Wednesday, May 13, 2015

St. Albans life captured in photos

From the NY Times:

Mr. Williams began photographing life in the southeastern Queens neighborhood of St. Albans, where he grew up, after the foreclosure crisis wrecked much of the largely black and middle-class community.

St. Albans covers about three square miles, with Tudor houses and leafy streets that are home to more than 34,000 residents who take pride in their community’s roots. Most of the residents are African-American or African-Caribbean, although in recent years buyers of distressed properties have added a growing Latino and South Asian population.

The result of Mr. Williams’s work is a growing collection of portraiture, documentary and street photography that shows legacy and pride.

“There’s a whole bunch of stories to tell from the people who lived there,” he said. “I feel there are too many photos of black people who struggle in America and there’s not much else.”

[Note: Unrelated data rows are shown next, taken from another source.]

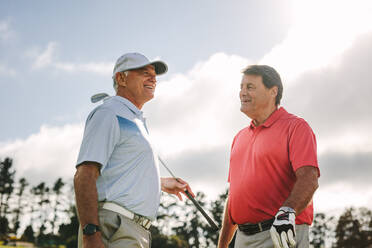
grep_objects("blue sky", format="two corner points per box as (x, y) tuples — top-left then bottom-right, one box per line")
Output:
(0, 0), (372, 219)
(0, 1), (290, 140)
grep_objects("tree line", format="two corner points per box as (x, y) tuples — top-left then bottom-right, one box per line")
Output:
(0, 158), (372, 248)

There is a quietness in Mr. Williams’s photos, but also the steady strength of day-to-day life. The photos are images of what makes a community home.

4 comments:

Joe Moretti said...

This is great to show this, BUT, St. Albans has been slowly going down hill and is not what it once was. While nowhere near downtown or South Jamaica, a drive recently through St. Albans, showed the typical crappy retail (99 cent stores, etc), illegal signs all over, garbage issues and crappy third world style apartments that have replaced one family homes. Crime has also gone up in that area. But what do you expect, 12 years of useless Councilman Leroy Comrie, his personal replacement, I. Daneek Miller has not burst out of the staring gate with great things, a poor community board.

While still a decent neighborhood with some great homes, it it is a a shame because this could be a great little community, instead it is slowly going the way of the rest of Jamaica. I cannot imagine five years down the road if things in Jamaica do no improve.

georgetheatheist said...

A lousy formal portrait of the kid sitting on the picnic table: fotog didn't clean the garbage at the bottom nor notice the divided background behind his head.

Yawn. Mediocrity.

Anonymous said...

Banksters made out during the real estazte boom, selling mortgages (and pocketing commissions) to people they knew would be foreclosed on, selling off the mortgage in MBS and making more money, then buying back the foreclosed properties at distressed prices and reselling to Asians.

Anonymous said...

This is happening in mostly all the black communities. Greedy banks and new homeowners who knew from the beginning they could not afford a high mortgage. The outcome is homes bought and remodeled and made in 2 and 3 family homes which changes the makeup of the community. And I bet in another few years it will happen all over again. What we are witnessing is death to black neighborhoods.